Мы продолжали молчать. Я не знал, что сказать. «Привет, Акико-сан, я тут случайно вашего папу провожал и узнал, что ты его дочь. А чего не рассказала раньше?». Звучало, мягко говоря, глупо.
— Я… пойду, наверное, — наконец выдавил я, сделав шаг назад. — Уже поздно.
Я сделал шаг назад.
— Стой.
Ее голос остановил меня. Он был тихим, но в нем была такая настойчивость, что я не посмел ослушаться. Она вышла за калитку и подошла ко мне. Теперь нас разделял всего шаг.
— Правда? — спросила Акико, глядя мне прямо в глаза. И в ее взгляде больше не было удивления. Только какая-то тихая, горькая обида.
— Что — правда? — не понял я.
— Что вы уезжаете.
Я замер. Откуда она знает?
— Мне сегодня звонила Аяка-сан, — пояснила она, словно прочитав мои мысли. — Она была очень расстроена. Танака ей проговорился, что тебя переводят.
Акико сделала паузу, и ее голос стал еще тише.

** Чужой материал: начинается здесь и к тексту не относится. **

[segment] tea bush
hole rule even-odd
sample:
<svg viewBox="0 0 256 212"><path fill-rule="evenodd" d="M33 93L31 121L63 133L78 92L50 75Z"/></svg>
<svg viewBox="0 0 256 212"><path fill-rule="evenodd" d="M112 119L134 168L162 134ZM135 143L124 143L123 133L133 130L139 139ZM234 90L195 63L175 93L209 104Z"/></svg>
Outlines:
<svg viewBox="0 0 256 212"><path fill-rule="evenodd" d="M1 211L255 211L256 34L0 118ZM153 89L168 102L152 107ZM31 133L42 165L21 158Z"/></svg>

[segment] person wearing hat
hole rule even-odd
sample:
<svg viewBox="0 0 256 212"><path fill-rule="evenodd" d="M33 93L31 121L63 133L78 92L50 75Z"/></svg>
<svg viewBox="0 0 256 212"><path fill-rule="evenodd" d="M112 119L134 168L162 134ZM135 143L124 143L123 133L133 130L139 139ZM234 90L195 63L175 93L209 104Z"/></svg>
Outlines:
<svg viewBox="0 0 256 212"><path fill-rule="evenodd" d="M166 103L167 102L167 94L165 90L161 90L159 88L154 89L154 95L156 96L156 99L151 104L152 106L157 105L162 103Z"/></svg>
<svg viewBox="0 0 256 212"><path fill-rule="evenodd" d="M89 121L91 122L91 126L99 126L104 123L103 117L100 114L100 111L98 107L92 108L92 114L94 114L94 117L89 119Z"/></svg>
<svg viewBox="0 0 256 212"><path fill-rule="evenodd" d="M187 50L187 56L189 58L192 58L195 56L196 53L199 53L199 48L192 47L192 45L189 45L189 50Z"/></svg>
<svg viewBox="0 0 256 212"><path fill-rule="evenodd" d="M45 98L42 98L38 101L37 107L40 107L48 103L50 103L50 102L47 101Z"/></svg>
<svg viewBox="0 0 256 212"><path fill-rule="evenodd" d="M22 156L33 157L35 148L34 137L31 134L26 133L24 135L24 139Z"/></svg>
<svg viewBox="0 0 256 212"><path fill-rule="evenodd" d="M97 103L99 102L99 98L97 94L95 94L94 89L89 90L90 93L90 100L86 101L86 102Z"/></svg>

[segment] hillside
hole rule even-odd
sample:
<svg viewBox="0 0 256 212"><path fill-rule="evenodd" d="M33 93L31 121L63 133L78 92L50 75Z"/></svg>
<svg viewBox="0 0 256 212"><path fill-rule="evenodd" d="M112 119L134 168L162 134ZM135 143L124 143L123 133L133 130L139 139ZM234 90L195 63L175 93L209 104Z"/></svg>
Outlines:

— Почему ты ничего не сказал?
Этот простой вопрос ударил меня под дых сильнее, чем любые крики и возмущения.
— Я… — я запнулся, лихорадочно ища слова. — Все произошло так внезапно.
— Внезапно, — повторила Акико, и в ее голосе прозвучала нотка горечи. — Мы же… я думала, мы друзья, Херовато-сан. Друзья ведь делятся такими вещами. Или я что-то не так поняла?
Она смотрела на меня, и в ее глазах я видел разочарование. И это было хуже всего.
— Вы все не так поняли, Аки…Йосано-сан, — выдохнул я. — Просто… все сложно.
— Что сложно? — она вдруг вспыхнула, но тут же и погасла. Ее взгляд стал другим, отстраненным. — Хотя, извините, Херовато-сан. Мы же с вами, все-таки, не так долго знакомы. Лишь быстрые переглядки на вызовах да иногда совместные разговоры на дежурствах и обедах. Видимо, я просто сама нафантазировала себе между нами дружбу. Прошу прощения за это.
И тут Акико низко поклонилась и отвернулась к дому, но я видел, что в ее глазах блестели слезы.
— Удачи Вам в Токио, Херовато-сан.
Развернувшись, она быстро пошла к дому.
— Акико, подожди! — крикнул я.
Она остановилась, но не обернулась.
— Спасибо, — сказал я. — За все. И… эти слова про дружбу и фантазии. Это неправда. Акико, ты и вправду мой дорогой друг.
Она постояла еще мгновение, а потом скрылась за дверью, оставив меня одного на пустынной ночной улице.
Я посмотрел еще несколько мгновений на ее дом, на то, как загорелся и погас свет на террасе. Затем медленно побрел домой. В голове была абсолютная пустота.
Добравшись до приюта, я тихо, стараясь никого не разбудить, проскользнул в свою комнату. Чемодан и рюкзак стояли у двери, готовые к отправке. Я не стал раздеваться. Просто рухнул на кровать, как был, в джинсах и футболке, и уставился в потолок. Сон не шел.